As a classics scholar Boris Johnson, the United Kingdom’s new prime minister, must know that those whom the gods wish to destroy they first make mad.
As a biographer of Churchill, he also must know that markets can unravel the best- laid economic plans as they did following Churchill’s ill-advised decision to return the U.K. to the gold standard in 1926 at the wrong exchange rate.
This background offers at least a glimmer of hope that Johnson might heed the very clear warnings that he is now receiving from the currency market that risking a no-deal Brexit could be a very costly proposition for his country. However, it could also very well be the case that Johnson has already dug himself into a political hole from which it will be impossible to get out.
The source of Johnson’s likely future economic and political difficulties is that, in his very first speech in office, he has tempted the gods by throwing caution to the winds. He did so by announcing that the United Kingdom will leave Europe with or without a Brexit deal on October 31 with no ifs, ands or buts.
Never mind that the Bank of England, the IMF, and the OECD have all warned that the U.K. economy could slump by at least 5 percent in the event that there were to be a no-deal Brexit. It would do so as the U.K.’s supply chains would be disrupted and as the U.K.’s access to the Single European Market would be made more difficult.
To underline that he does not fear the risk of a hard-Brexit, Johnson has appointed a Cabinet made up of a disproportionate number of hardline Brexiters. He has also drawn a number of red lines for any future Brexit deal negotiation, especially on the vexing Irish backstop issue, that his European partners are bound to reject out of hand. Knowing this, Johnson has now instructed his Cabinet to make preparations for the eventuality that the United Kingdom might indeed leave Europe without a deal on October 31.
In focusing the market’s attention on the real possibility that the U.K. could crash out of Europe on October 31, Johnson seems to have overlooked the fact that his country is now running a very large underlying external current account deficit amounting to around 4 percent of GDP. This means that, at the very time that he is taking the U.K. into uncharted economic and political waters with his no-Brexit deal gambit, the country is highly dependent on the kindness of strangers to finance its external deficit.
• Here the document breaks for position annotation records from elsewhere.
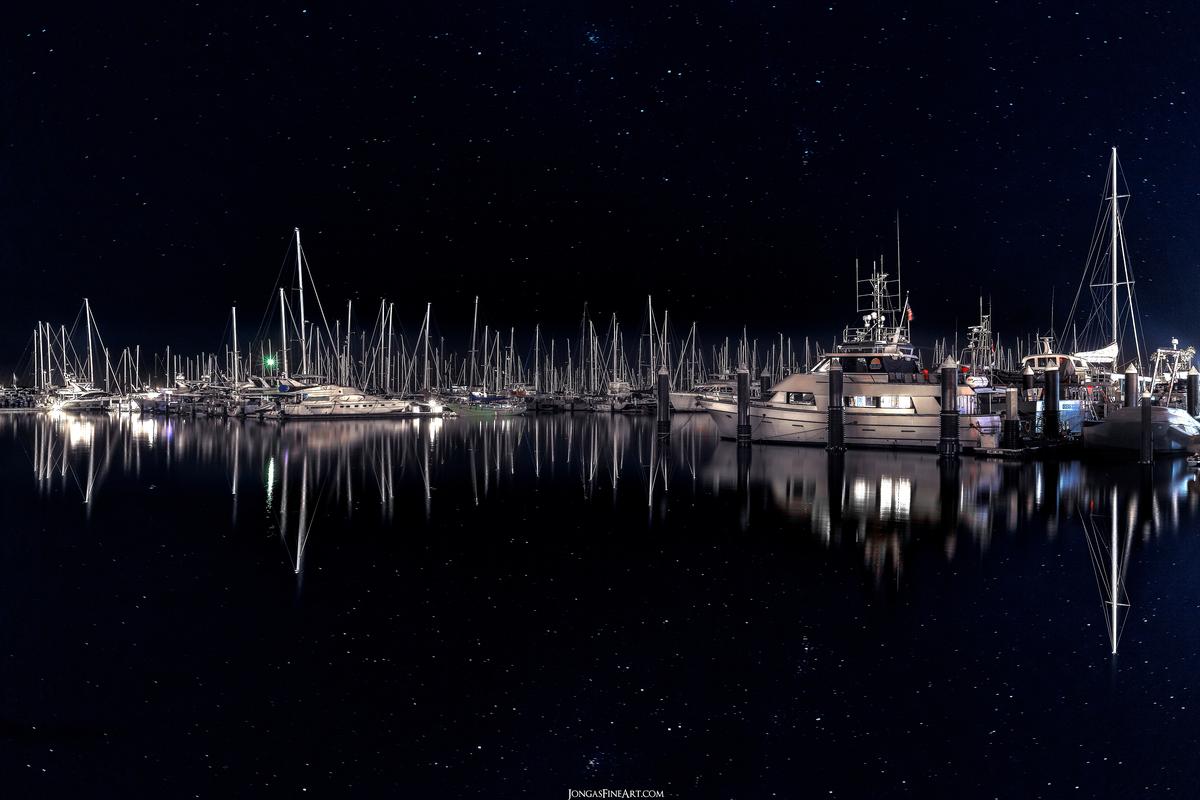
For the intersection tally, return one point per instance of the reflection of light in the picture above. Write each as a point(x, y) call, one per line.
point(270, 482)
point(886, 497)
point(858, 493)
point(82, 433)
point(145, 427)
point(904, 498)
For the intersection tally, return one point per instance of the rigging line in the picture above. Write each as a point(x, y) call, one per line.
point(268, 316)
point(316, 294)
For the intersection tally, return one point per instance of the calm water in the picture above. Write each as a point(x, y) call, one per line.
point(520, 607)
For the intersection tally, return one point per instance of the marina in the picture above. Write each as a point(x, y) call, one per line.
point(355, 561)
point(720, 401)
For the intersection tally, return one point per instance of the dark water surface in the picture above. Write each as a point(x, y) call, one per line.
point(520, 607)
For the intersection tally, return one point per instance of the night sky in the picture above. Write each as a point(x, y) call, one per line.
point(730, 158)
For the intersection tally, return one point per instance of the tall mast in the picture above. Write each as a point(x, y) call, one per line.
point(474, 322)
point(304, 324)
point(649, 312)
point(1115, 234)
point(346, 364)
point(235, 344)
point(283, 331)
point(91, 372)
point(427, 307)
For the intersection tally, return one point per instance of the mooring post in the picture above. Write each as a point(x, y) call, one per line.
point(1012, 426)
point(948, 445)
point(664, 402)
point(1131, 385)
point(1193, 391)
point(837, 438)
point(743, 408)
point(1050, 402)
point(1147, 432)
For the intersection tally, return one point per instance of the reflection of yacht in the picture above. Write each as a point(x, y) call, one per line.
point(889, 400)
point(334, 401)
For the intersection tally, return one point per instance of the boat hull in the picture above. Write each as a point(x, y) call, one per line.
point(775, 423)
point(1173, 431)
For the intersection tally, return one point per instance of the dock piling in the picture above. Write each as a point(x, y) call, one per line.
point(948, 445)
point(837, 438)
point(664, 398)
point(1147, 432)
point(1011, 429)
point(1193, 391)
point(743, 408)
point(1050, 395)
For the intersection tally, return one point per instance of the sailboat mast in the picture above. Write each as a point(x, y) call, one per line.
point(235, 344)
point(474, 322)
point(304, 324)
point(427, 307)
point(283, 332)
point(91, 372)
point(1114, 247)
Judging by the foreign exchange market’s performance in the few days since Johnson assumed office, it would appear that the markets do no not buy Johnson’s repeated assurances that a no-deal Brexit would be a non-event for the British economy. It also appears that the market’s patience with financing the U.K.’s large external deficit is running thin. Indeed, over the last two weeks, sterling has managed to lose around 3 percent in value and now trades at its lowest level in the last two years.
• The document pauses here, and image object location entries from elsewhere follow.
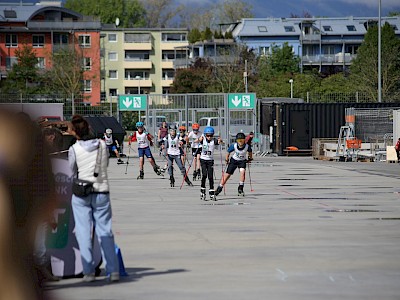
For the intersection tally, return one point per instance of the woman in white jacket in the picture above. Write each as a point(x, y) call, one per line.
point(94, 209)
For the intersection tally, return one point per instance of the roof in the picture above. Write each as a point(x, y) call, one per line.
point(292, 26)
point(25, 13)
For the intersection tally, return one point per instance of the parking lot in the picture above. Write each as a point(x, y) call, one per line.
point(306, 229)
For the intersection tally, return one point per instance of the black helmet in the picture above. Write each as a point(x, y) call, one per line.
point(172, 127)
point(240, 135)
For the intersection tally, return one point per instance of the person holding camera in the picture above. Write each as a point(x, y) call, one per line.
point(91, 205)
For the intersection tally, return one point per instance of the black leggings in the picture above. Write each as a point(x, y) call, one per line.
point(207, 170)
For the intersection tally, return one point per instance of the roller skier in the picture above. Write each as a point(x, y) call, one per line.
point(145, 140)
point(238, 160)
point(172, 146)
point(193, 137)
point(207, 143)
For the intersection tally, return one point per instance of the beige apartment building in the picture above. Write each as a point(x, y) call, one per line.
point(139, 61)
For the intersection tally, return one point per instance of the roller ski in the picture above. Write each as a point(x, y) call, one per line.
point(203, 194)
point(212, 195)
point(218, 191)
point(158, 170)
point(240, 191)
point(188, 182)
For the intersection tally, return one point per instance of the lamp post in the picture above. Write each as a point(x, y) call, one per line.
point(379, 56)
point(138, 78)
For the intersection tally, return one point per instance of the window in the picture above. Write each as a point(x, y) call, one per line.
point(60, 39)
point(263, 50)
point(10, 61)
point(11, 40)
point(38, 41)
point(262, 28)
point(113, 74)
point(113, 92)
point(351, 28)
point(136, 55)
point(87, 63)
point(87, 86)
point(289, 29)
point(112, 37)
point(168, 75)
point(137, 38)
point(84, 41)
point(133, 74)
point(112, 56)
point(170, 55)
point(174, 37)
point(41, 63)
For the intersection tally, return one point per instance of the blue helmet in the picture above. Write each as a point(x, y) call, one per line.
point(208, 130)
With Nigel Farage’s Brexit Party breathing down his neck, it will be politically very difficult for Johnson to make a Brexit U-turn. This heightens the chances that sterling will continue its free fall to the point that it provokes a political crisis that will end in an early U.K. general election well before October 31.
Sadly, it is far from clear that early U.K. general elections will spare the country from further economic damage and currency weakness.
In the event that Johnson were to win that election on a hard-Brexit platform, the U.K. would almost certainly crash out of Europe on October 31. If, on the other hand, Jeremy Corbyn’s Labor Party were to win that election, markets would almost certainly fret that Corbyn would lead the country back to the failed policies of the 1970s.
The net upshot is that, at a time that the European economy is already weak, it must expect to be soon hit by an economic shock coming out of the United Kingdom. That prospect is bound to have repercussions for the global economy and for world financial markets that will reach our shores. That in turn would strengthen the case for the Federal Reserve to be proactive in its interest rate policy as insurance against global economic weakness.